Черны вороны, кони мои…
 
   «Что это? – с тревогой, но как бы во сне спросил он себя. – Что это? О чем она?»
   Вода теперь не розовела, а краснела. «Еще на ногах вены перерезать, – подумал он, – на ногах, да!» И, совсем почти засыпая, принялся подниматься и подтягивать к себе ногу, так, чтобы перерезать вену возле щиколотки. Но едва только он начал резко двигаться – слабость и немота до того вдруг усилились, что он на мгновение потерял способность слышать, понимать, думать. Отвалившись назад, Алексей уронил руки в воду, и вода опять стала краснеть, с каждой секундой все более. Но он нашел в себе силы еще раз сесть и, преодолевая резкую тошноту, нагнуться вперед и совершенно уже немеющей рукой, пальцами, сжимающими лезвие, полоснуть не по вене, а просто так – наугад, и еще раз наугад, и еще, и успел сам на себя подивиться – на свою выносливость.

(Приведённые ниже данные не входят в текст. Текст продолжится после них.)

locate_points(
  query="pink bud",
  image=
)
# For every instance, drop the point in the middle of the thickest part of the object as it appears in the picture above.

В глазах у него зарябило, а прекрасный сильный голос все еще доносился из репродуктора:
 
Мы ушли от проклятой погони!
Перестань, мое счастье, дрожать.
Нас не выдадут черные кони,
Вороных никому не догнать!
 
   «Что же я сделал? – вдруг подумал Жмакин и стал приподниматься в ванне из последних сил. – Что же это я делаю! – крикнул он сам себе, зажимая пульсирующую кровью артерию ладонью. – Ведь я же себя убил…»
 
Нас не выдадут черные кони,
Вороных никому не догнать…
 
   – Товарищи! – крикнул Жмакин. – То-ва-ри-щи!

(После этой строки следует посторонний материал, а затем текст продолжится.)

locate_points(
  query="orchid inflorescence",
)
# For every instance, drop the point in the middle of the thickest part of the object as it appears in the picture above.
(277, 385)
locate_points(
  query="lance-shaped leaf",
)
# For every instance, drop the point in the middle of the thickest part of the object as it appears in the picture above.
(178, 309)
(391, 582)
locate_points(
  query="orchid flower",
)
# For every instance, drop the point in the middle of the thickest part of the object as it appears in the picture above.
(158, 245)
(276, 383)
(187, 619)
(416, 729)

   Кровь заливала белый кафель, край ванны. Он толкнул плечом дверь, но было уже поздно. На него шла Клавдия в застиранном узком платье, и Лапшин шел, и Бочков, и, щурясь узкими глазками, шел хитрый Митрохин. И где-то пели, кричали, смеялись, что-то рушилось, ломалось, клокотала и брызгала вода. Губастый Корнюха протянул ему руку лодочкой. Мутнеющие глаза Жмакина брезгливо закрылись, и шепотом, с ненавистью в голосе, он сказал:
   – Амба! Привет от Жмакина!

В марте

Садитесь, Невзоров!

   Следствие по делу Тамаркина все тянулось и тянулось, и украденный мотор давно уже стал казаться совершеннейшей мелочью по сравнению с масштабами деятельности всех тамаркинских начальников, помзаводов, дружков, поддужных, толкачей и доставал. Лист за листом прибавлялись документы в пухлые папки, пальцы следователей немели от писания, бесконечные комбинации шарашкиной артели распутывать было трудно и довольно-таки противно. Один только Николай Федорович Бочков оставался в ровном расположении духа, распутывая моток преступлений, тщательно запутанный не только Тамаркиным, но и председателем Савелием Ефимовичем, и неким беглым Штаде, и двумя Ивановыми, и спившимся подонком Игнацием Зобиным. Все эти люди называли других, другие третьих, третьи возвращались опять к первым, но с изменениями и дополнениями, и бедный Окошкин только головой крутил и вздыхал, чувствуя себя в какой-то мере виноватым за всю эту историю.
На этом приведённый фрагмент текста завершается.